A Medal for Leroy was inspired by the true story of Walter Tull, the first black person to serve as an officer in the British Army. Like his fictional counterpart in this story (Michael’s grandfather, Leroy), Tull grew up in an orphanage, played soccer, served heroically in battle, and has no known grave. Both Tull and Leroy deserved a medal for bravery, but were denied because of the color of their skin. Morpurgo is a master storyteller (author of the spectacular novel War Horse) and provides his characters with a surprising amount of depth given that his book is only 130 pages. He delicately tackles the ugliness of racial intolerance and inequality while showing young readers the value of having dignity in the face of disgrace and showing love without reservations or conditions.

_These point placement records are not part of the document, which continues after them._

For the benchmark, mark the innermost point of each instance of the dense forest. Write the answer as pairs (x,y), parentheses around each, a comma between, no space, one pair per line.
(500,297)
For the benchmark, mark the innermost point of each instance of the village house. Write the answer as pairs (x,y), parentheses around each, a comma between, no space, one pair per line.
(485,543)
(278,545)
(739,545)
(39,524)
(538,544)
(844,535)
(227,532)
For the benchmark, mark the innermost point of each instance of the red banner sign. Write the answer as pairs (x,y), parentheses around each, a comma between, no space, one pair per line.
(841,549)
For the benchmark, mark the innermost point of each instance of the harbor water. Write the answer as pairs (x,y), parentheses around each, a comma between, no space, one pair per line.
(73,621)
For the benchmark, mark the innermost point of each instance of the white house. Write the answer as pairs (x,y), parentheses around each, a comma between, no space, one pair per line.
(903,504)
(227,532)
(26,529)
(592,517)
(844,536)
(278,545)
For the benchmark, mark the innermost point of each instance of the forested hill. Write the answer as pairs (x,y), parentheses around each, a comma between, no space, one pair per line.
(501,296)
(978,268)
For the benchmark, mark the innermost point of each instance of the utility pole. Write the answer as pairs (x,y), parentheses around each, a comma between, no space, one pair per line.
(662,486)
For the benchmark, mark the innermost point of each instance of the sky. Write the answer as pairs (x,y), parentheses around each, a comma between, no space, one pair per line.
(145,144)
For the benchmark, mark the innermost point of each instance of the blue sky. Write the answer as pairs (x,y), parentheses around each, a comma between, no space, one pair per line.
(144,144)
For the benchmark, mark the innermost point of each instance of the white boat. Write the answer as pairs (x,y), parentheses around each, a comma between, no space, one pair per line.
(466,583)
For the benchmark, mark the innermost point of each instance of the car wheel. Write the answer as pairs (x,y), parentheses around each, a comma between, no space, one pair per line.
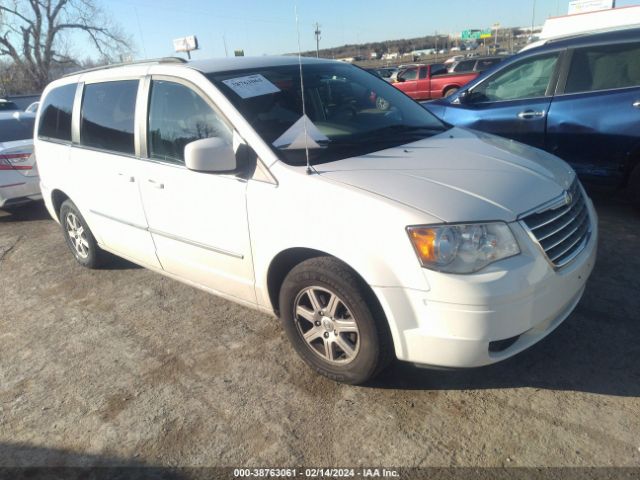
(332,321)
(382,104)
(78,236)
(450,92)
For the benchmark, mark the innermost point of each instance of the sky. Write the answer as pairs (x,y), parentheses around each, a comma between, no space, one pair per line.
(269,27)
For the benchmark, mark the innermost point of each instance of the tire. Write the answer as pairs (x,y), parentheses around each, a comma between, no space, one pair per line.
(78,236)
(450,92)
(382,104)
(350,341)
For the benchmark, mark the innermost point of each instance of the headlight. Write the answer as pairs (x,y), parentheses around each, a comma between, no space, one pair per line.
(462,248)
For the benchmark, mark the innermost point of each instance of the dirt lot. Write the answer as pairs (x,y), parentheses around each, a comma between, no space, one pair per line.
(125,366)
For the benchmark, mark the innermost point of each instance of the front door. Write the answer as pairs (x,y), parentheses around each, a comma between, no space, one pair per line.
(198,220)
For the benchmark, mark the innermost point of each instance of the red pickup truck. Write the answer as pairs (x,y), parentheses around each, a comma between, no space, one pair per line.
(425,82)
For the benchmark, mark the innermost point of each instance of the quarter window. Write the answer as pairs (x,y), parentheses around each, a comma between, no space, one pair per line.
(55,116)
(604,68)
(528,78)
(108,114)
(177,117)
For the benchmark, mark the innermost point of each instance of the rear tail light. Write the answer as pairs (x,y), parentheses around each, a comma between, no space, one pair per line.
(15,161)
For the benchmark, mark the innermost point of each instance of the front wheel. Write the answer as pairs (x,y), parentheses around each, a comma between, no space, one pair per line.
(332,323)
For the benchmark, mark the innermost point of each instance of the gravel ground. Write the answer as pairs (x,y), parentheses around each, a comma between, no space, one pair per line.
(124,366)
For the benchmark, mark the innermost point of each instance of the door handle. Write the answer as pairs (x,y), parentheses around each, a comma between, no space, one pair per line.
(129,178)
(530,114)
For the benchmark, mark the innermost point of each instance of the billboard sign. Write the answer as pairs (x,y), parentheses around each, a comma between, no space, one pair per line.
(584,6)
(185,44)
(476,34)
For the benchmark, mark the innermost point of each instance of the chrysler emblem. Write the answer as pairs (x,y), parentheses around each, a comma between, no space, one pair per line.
(567,198)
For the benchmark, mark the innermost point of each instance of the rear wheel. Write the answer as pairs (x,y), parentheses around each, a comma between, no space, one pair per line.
(331,322)
(78,236)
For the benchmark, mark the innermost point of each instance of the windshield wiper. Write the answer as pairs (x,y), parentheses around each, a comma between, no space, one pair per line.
(390,133)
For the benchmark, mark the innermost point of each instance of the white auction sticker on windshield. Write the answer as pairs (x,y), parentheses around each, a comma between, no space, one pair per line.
(251,86)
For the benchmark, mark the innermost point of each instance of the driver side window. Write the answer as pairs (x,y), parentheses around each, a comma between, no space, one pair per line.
(177,117)
(526,79)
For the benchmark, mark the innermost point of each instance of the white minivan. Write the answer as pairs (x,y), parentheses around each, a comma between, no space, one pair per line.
(319,193)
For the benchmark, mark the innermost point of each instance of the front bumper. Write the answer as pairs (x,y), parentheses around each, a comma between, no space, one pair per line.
(461,321)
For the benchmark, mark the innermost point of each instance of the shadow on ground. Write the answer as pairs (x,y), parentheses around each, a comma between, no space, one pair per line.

In a world that still seems divided by so many factors, it is worth looking at the words that Michael’s aunt, who served as a nurse during the First World War, wrote to Michael: “It was while I was with those poor wounded soldiers that I first understood, Michael, that when all’s said and done, it’s what we all want and need most: to love and to be loved.” Words lovingly passed along to a beloved nephew that would serve us all to remember today and always.
* Book cover image attributed to www.goodreads.com
The Inn at Lake Devine
Elinor Lipman (Adult Fiction)
“It was not complicated, and, as my mother pointed out, not even personal: They had a hotel; they didn’t want Jews; we were Jews.”
In the summer of 1962, Natalie Marx’s mother mailed about a dozen inquiries to various cottages and inns along Vermont’s Lake Devine. All came back with the standard rate card and cordial note. All, that is, but one. “Our guests who feel most comfortable here, and return year after year, are Gentiles” was neatly written on textured white stationery. This act of blatant and brutal honesty ignites young Natalie’s quest to seek justice and acquire vindication and understanding.
This book was an engaging read, but seems to fall victim to its own misleading marketing. On the cover, it’s touted as a “witty romantic comedy”. While there are spots of flirtatious frolicking, describing it as a Romcom might be a bit of a stretch. Also, in the synopsis, we’re led to believe that Natalie encounters “a small bastion of genteel anti-Semitism” at this particular lakeside inn. In reality, it is only one individual who openly exhibits this prejudice. Ironically, we find out that Natalie’s own family is not immune to their fair share of prejudice, which proves to be far more damaging to Natalie than what she experienced at Lake Devine.
Lipman gives us a charming book with enough plot twists and interesting characters to keep the reader’s interest. However, don’t expect “a tale of delicious revenge” as one reviewer stated on the back cover. Rather, The Inn at Lake Devine is a light read, which can be made even more enjoyable if sitting in an Adirondack chair overlooking a lake.